# Is it worth studying an MBA in Singapore?



## Robert137

I read this interview by a Nanyang MBA student and got wondering why more people don't just apply to Chinese schools. What do you guys think?

businessbecause. com/business-school-news/ill-stand-out-from-the-crowd-says-nanyang-mba.htm


----------



## Hendri

*University*

Well it also depends with the cost you pay with that quality of education. I will suggest to look and research at the lecturer background before you enroll in the university. Please look for lecturer that has field background not just academic.


----------



## Krypton

Singapore is a great location for international students who want to build their careers in Asia. Nanyang Business School offers the best MBA programme in Singapore. 
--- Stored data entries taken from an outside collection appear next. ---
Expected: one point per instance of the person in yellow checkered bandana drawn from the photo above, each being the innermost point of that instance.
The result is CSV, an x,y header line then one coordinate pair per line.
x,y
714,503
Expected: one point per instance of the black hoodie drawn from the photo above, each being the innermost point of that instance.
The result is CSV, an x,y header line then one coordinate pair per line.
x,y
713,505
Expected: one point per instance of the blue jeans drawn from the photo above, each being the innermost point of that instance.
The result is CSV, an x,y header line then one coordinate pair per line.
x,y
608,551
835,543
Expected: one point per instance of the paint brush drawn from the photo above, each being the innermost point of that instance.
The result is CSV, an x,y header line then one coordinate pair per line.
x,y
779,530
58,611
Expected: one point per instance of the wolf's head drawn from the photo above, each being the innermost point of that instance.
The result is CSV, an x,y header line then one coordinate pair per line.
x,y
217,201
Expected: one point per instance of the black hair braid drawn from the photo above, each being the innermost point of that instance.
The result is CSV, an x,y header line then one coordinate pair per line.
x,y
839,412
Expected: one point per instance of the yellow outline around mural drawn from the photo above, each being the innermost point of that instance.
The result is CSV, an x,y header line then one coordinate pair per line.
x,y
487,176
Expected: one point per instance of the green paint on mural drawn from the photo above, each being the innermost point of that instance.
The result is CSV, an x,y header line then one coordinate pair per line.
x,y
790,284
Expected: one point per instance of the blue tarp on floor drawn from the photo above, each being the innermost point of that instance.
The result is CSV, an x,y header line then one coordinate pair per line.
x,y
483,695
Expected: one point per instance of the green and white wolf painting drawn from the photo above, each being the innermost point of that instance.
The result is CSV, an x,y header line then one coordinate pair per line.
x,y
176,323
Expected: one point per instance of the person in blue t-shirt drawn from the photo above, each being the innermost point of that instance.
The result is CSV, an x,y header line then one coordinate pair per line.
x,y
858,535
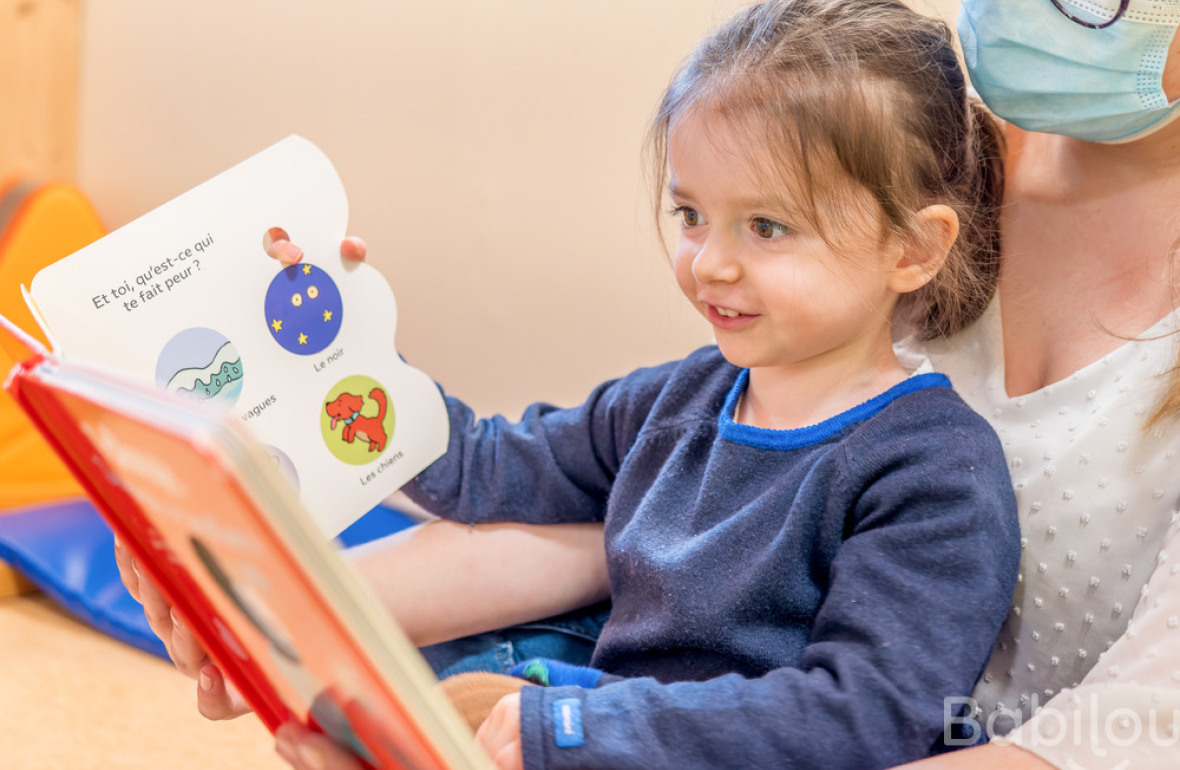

The Financial Times business school rankings placed it at number 34 in the world. The programme is run over 16 months(although you can take an accelerated 10 month one) and offers global perspectives, with a focus in Asia. Students are very international and come from a diverse range of industries. Many of their students are attracted to study at Nanyang because of its great location and strong links with firms in Singapore, in the rest of Asia and beyond. Their admissions teams welcome people to call or write with questions about studying and living in Singapore.


----------



## ysayap

*It depends*

Taking an MBA would depend on the work that you do. You should think first before enrolling because it is quite expensive when taking an MBA.


----------



## ptrlee

Yes its worth to do MBA there. You will find high quality educational institutes there, affordable education and great job opportunities after completing MBA.


----------